Tim schluckte trocken, nickte, ging zwei Schritte rückwärts, mehr in Mitte der Bühne. Gegen Ausziehen war grundsätzlich nichts einzuwenden, wäre da nicht ... Langsam und mit verführerischen Hüftbewegungen begann er seine Weste aufzuknöpfen, ohne auch nur ein einziges Mal seine Augen von Lielan abzuwenden.

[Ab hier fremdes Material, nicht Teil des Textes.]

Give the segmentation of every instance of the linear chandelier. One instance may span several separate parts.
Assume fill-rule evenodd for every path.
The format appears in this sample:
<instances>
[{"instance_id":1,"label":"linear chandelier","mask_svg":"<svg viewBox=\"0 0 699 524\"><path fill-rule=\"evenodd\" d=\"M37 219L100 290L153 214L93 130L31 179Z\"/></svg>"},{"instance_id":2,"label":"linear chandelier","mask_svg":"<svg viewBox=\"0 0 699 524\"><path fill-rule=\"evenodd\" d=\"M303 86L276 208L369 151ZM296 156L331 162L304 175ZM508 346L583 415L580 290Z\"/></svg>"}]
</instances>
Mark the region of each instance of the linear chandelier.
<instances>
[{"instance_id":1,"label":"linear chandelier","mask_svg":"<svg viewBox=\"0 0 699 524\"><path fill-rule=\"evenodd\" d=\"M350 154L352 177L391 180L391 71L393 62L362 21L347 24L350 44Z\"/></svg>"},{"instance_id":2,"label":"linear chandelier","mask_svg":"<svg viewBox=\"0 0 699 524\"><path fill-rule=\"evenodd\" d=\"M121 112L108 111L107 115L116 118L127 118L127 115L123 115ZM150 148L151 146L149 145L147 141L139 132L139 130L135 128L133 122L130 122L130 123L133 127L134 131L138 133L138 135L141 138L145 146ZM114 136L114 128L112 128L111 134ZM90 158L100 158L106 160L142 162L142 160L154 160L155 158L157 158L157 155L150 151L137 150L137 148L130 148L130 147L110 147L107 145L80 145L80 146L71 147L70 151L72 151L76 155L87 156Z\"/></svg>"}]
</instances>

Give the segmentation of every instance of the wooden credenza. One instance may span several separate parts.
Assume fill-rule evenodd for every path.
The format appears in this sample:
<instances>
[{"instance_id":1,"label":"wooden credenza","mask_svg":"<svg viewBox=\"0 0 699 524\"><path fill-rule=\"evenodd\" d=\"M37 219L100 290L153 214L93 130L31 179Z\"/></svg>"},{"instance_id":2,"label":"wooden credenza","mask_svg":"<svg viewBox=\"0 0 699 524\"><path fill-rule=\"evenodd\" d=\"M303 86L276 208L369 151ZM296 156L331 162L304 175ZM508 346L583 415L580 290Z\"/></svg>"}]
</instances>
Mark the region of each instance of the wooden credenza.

Es war nicht das erste Mal und er wusste, wie man einen guten Striptease hinlegte und dass es genau das war, was sein Meister hier und jetzt von ihm erwartete. Lächelnd öffnete er den letzten Knopf der Weste und ließ sie erst von der einen, dann von der anderen Schulter herabgleiten. Dann warf er sie mit genau dem richtigen Schwung hinüber auf den Tisch.

Wie durch einen Nebel nahm er ganz entfernt wahr, dass es im Raum vollkommen still wurde, jegliches Flüstern oder Hüsteln erstarb. Bestimmt waren die Augen aller auf ihn fokussiert. Hungrig, lauernd, erwartungsvoll. Puh! Lass dich nicht ablenken. Du machst das nur für ihn. Es gab nur ein Paar Augen, an deren aufmerksamem und wohlwollendem Blick er interessiert war.

Während er sich in den Schritt fasste und nun seinen Reißverschluss aufzog, befeuchtete er seine Lippe lasziv mit seiner Zunge, und schwang seine Hüften weiter, wobei er sich einmal um die eigene Achse drehte und betont langsam weitermachte. Tief ein- und wieder ausatmend streifte er seine Bikerboots ab und kickte sie so schwungvoll über die Bühne, dass einer davon über die Kante herabfiel. Dann drückte er die Jeans über seine Hüften herab und drehte sich um, präsentierte Lielan und den Gästen seine Rückseite, wackelte kurz mit dem Hintern, ehe er die Hose endlich seine langen Beine hinunter schob, wobei er sich vorbeugte, um seinen Po noch mehr herauszustrecken. Schließlich stieg er aus den Hosenbeinen heraus.